白い光───これは、そう、人類の進歩。現代科学の結晶。

(IS(インフィニット・ストラトス)───。

これは、俺の───)

 

 

 

 

俺の、なんだったんだろう?

 

 

そして俺は"白"に包まれた。

 

 

 

 

──同時刻、亡国企業アジト

 

 

「...シナリオとは、なんでしょうねぇ?」

 

白衣の学者と思しき人物が問いかける。

片手の中でチェスの駒をいくつか転がしながら外の月を見上げる。

その顔は中性的で、常に笑顔を貼り付けている顔は色白。

見ただけでは女性と勘違いされそうな、青年。

 

「ねぇ?」

 

彼はくるりと首だけを後ろに向ける。

 

そこには人の影はない。あるのは小さな丸テーブルと、その上にある音声通信機のみだ。

しばしの沈黙の後、返答が返ってくる。

どうでもいいような、気にもとめないような。

かたい男の声が。

 

 

「...さぁな。

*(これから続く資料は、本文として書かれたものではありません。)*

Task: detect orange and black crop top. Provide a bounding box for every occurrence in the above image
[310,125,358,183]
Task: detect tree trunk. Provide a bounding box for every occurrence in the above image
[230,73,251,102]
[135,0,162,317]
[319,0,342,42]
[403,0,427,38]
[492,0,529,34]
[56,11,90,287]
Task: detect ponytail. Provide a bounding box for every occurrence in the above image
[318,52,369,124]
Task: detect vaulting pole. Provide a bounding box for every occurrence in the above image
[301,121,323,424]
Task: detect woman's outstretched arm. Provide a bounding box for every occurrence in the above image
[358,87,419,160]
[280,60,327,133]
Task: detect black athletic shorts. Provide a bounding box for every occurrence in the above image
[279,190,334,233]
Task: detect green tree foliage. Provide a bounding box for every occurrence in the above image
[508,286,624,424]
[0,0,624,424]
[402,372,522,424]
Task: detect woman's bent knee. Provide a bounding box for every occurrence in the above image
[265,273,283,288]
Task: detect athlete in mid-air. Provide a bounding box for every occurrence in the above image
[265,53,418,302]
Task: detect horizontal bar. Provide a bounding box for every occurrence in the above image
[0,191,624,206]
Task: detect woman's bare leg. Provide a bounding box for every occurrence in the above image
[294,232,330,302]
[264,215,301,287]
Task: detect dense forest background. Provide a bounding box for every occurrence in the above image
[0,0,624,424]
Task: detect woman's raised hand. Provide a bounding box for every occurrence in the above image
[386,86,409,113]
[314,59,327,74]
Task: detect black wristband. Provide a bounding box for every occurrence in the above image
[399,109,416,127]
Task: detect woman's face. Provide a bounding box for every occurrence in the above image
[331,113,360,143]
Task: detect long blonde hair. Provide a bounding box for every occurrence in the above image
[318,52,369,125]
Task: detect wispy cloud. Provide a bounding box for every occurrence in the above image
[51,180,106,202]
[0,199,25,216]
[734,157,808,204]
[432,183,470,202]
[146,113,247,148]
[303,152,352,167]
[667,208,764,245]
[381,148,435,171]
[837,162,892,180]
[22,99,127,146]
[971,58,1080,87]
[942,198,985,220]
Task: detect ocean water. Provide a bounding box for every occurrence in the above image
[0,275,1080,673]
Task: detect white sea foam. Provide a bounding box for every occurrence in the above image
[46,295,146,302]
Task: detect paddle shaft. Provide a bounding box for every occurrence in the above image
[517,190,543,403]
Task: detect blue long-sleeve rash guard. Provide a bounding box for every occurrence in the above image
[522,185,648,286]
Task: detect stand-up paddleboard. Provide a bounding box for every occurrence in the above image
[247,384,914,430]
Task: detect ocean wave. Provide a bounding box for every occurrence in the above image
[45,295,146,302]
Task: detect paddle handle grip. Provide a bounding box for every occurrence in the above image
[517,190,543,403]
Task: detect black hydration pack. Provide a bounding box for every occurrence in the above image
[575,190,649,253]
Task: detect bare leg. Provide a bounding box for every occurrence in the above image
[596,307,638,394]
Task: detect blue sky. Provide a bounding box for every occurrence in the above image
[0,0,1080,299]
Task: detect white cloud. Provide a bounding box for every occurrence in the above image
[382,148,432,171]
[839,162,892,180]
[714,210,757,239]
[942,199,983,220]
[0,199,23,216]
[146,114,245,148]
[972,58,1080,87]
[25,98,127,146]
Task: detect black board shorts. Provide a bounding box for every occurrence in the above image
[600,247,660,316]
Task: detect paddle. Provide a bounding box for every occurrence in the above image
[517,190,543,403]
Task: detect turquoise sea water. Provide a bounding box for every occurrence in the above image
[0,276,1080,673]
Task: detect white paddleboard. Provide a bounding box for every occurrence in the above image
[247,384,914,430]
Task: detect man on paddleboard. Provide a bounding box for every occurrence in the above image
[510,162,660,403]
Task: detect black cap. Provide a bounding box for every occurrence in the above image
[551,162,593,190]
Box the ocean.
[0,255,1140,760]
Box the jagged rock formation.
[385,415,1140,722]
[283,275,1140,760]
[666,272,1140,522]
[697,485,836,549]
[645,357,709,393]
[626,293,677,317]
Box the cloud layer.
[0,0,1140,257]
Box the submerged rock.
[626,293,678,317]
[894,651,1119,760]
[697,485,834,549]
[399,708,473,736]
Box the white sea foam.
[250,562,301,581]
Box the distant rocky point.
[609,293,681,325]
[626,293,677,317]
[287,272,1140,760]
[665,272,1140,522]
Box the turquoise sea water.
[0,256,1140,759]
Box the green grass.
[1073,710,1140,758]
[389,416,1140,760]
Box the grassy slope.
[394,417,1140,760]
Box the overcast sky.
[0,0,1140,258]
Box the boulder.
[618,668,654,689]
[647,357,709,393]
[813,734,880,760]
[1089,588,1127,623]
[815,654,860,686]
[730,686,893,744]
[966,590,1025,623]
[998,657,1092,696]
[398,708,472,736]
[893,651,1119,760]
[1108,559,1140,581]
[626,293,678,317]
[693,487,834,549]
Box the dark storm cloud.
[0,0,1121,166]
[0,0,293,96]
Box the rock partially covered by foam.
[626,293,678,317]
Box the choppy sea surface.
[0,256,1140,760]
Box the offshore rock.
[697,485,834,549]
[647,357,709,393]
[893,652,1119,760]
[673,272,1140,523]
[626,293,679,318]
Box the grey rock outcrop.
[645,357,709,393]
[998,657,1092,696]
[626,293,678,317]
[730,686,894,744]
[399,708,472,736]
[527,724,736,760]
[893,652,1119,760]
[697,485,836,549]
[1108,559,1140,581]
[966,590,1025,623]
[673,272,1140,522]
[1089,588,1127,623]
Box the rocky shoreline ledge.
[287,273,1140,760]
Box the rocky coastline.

私はそんなことは興味などない。

それより、私もしばらく降りる。ここを少し頼む」

 

「おやおや...つれませんねぇ...。

急にどうしたんです?わざわざあなたが動くなんて」

 

「少し向こうを撹乱させる。

護衛はアーリアを連れていく。いいな」

 

「はいはい、どうぞご自由に。

ちゃんと任されましたよ」

 

「...ではな」

 

小さな音と共に通信が切れる。

再び駒を転がしながら彼は呟く。

 

「ちゃんと守りますよ。

まぁ、このアジトは、このアジトだけはあの『大天災』こと篠ノ之束にすら見つかっていない場所ですからねぇ♪」

 

彼は駒を放る。そのまま駒はゆっくり宙を漂ってゆく。

 

そう、ここは宇宙空間。

そしてここは亡国企業最大のアジト。

 

「まぁ、そうしたのは僕なんですけど♪」

 

巨大に見える月を背に、白衣を着た彼はとても無邪気に笑いながら漂う。

 

それは美しいと、自由だと、誰かは言うだろう──。